Comparison of the mean number of species (±95% confidence interval) caught annually with TEF (blue circle), the total number of species (blue triangle) caught during the 10-year survey (2006–2016), and the number of species detected in eDNA samples (red squares) for each of the 16 locations (L01 to L16) sampled with both methods (see Supplementary Table 1).

Table 1 Comparison of species detections in eDNA and TEF samples (accumulated over ten years) at 16 sampling locations along the Rhône River.

The correlations between the number of reads (eDNA) and the number of fish caught (TEF) were significant (Spearman’s rank correlation test) in 13 of the 16 selected river locations (Table 1). For six species (Barbus barbus, Abramis brama, Gymnocephalus cernuus, Barbatula barbatula, Phoxinus phoxinus, Sander lucioperca), the relative abundance in the eDNA sample was significantly higher than that in the TEF sample (non-parametric signed test, P < 0.01 after Bonferroni correction for multiple comparisons). Only two species had significantly higher relative abundances in the TEF samples than in the eDNA samples: Alburnus alburnus (P < 0.001) and Squalius cephalus (P < 0.05).

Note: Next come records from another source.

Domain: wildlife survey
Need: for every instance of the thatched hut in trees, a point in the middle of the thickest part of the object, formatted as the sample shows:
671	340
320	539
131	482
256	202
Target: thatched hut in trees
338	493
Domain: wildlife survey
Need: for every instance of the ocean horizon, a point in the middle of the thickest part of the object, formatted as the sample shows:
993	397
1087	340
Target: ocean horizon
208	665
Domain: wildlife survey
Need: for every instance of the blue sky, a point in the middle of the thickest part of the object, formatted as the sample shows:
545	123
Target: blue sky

The Shannon and Evenness indices from the eDNA samples (2.21 to 2.83 and 0.68 to 0.82, respectively) were significantly higher than the mean Shannon (Wilcoxon signed-rank test, P < 0.001) and mean Evenness indices (Wilcoxon signed-rank test, P < 0.001 to P < 0.05) from the annual TEF samples (1.19 to 2.03 and 0.47 to 0.68, respectively) (Fig. 4).

Figure 4
figure 4

Mean values (±95% confidence interval) of the (A) Shannon and (B) Evenness indices for the 10 annual TEF samples (blue circles) and the eDNA samples collected in 2016 (red circles) at each of the 16 sampling locations (L01 to L16).

Longitudinal patterns of fish biodiversity revealed by eDNA metabarcoding and TEF

According to eigenvalues associated with the PCA analyses of eDNA (number of reads) and TEF samples from 14 of the 16 successive river sections from Lake Geneva to the sea, the first two principal components (PC1 and PC2) explained most of the structures for both datasets (59.1% and 51.8% of the total inertia, respectively). Regarding the co-inertia analysis performed using these first two principal components (PC), the co-inertia criterion was highly significant (RV = 0.736, p < 0.0001), which demonstrates a clear similarity between the fish assemblage structures described by eDNA metabarcoding and TEF in each of the 14 river sections. The first two co-inertia axes accounted for 85.4% of the total inertia. The first and second co-inertia PCs were highly correlated with the first and second PCs of the independent PCAs performed on the eDNA metabarcoding (R = −0.982 and R = −0.951, respectively) and TEF (R = −0.923 and R = −0.872, respectively) datasets. The coordinates of the eDNA and TEF samples on the first and second co-inertia PCs (Fig. 5) were highly correlated (R2 = 0.859 and R2 = 0.763, respectively, P < 0.001). The slope and intercept of the two regression lines did not differ from zero and one, respectively (Student’s t-test, P > 0.05).

Figure 5
figure 5

Relationships between the standardized scores of the eDNA and TEF samples for each of the 14 river sections on the first (A) and second (B) principle components of the co-inertia analysis. Solid line: regression of TEF samples on standardized scores of the eDNA samples. Dashed line: regression line with an intercept of zero and a slope of one (dashed line).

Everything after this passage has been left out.